Russian state-owned Gazprom PJSC’s latest 30-year supply deal with China National Petroleum Corp. (CNPC) for 10 billion cubic meters (Bcm) per year via a new pipeline, the Far Eastern route, could eventually increase Russia’s capacity to China by 48 Bcm/year and impact China’s future demand for liquefied natural gas (LNG).
The agreement won’t affect European gas deliveries as supplies would be sourced from the Far Eastern route, but it could impact LNG imports into China, according to Kpler.
“This deal is expected to weigh on the outlook for LNG imports into China, especially as the import price is likely to be competitive with LNG,” Kpler analyst Laura Page told NGI. “Any new pipeline contracts with China could dent LNG imports, provided the price is competitive with LNG.”
The new Far Eastern route would deliver gas from the Pacific Island of Sakhalin via Gazprom’s Sakhalin-Khabarovsk-Vladivostok pipeline to northeast China’s Heilongjiang province. Gazprom plans to expand its existing pipeline, and increase capacity from 8 Bcm/year to 10 Bcm/year. Gazprom has not confirmed a start-up date.
China LNG Imports Rising
LNG imports to China were up by 17% year/year in 2021, overtaking Japan for the first time as the world’s largest LNG importer, the International Energy Agency (IEA) said in its latest quarterly gas report.
China is forecast to remain the single largest country contributor to import growth this year, the IEA said, but its “growth rate drops to 9% in 2022 due to the ramp-up of pipeline flows from Russia and the overall slowdown in gas demand growth.”
Although China’s 2021 LNG imports reached a record high of 79.56 million tons (Mt), compared to 68.23 Mt delivered in 2020, according to Kpler, lower prices for pipeline gas compared to spot LNG supported China’s increase in pipeline imports last year.

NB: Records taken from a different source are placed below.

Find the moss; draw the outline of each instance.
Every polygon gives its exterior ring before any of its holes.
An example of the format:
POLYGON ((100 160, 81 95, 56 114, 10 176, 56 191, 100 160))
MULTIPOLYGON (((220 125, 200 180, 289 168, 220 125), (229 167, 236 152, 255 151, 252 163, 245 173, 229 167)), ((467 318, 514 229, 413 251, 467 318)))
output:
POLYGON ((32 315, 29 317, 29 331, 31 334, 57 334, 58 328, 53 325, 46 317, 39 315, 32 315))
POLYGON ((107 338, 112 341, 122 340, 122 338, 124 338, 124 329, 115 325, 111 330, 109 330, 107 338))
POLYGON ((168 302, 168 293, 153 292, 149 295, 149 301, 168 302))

China pipeline imports reached 42.43 Mt in 2021, up from 34.53 Mt imported in 2020, according to China Customs data. China imports gas via pipeline from Russia, Turkmenistan, Kazakhstan, and Myanmar.
POS and POS 2
In 2014, Gazprom and CNPC signed a 30-year sales and purchase agreement for 38 Bcm/year to be supplied via the Power of Siberia (POS) gas pipeline.
The POS exported 8.5 Bcm to China in 2021, up from 4.1 Bcm in 2020, according to Gazprom data. Gazprom expects to increase exports via POS to 14 Bcm this year, and to reach 38 Bcm by 2025.
POS 2 would double gas exports from Russia to China via Mongolia and has an estimated start-up of 2031, but has yet to reach a final investment decision. “Future deliveries through POS 2 would also have a bearish impact on the LNG demand outlook if it gets the go-ahead,” Page said.
POS 2 could have a direct impact on European supplies after 2030. POS 2 would connect to Russia’s reserves in Western Siberia on the Yamal Peninsula, also a source for deliveries to Europe. Gazprom would then have the flexibility to deliver to China and/or Europe.
“While Europe will remain reliant on Russian gas supplies in the near term, in the longer-term this may lead to a more diversified supplier base and faster energy transition,” Fitch Ratings said in a research note on Monday.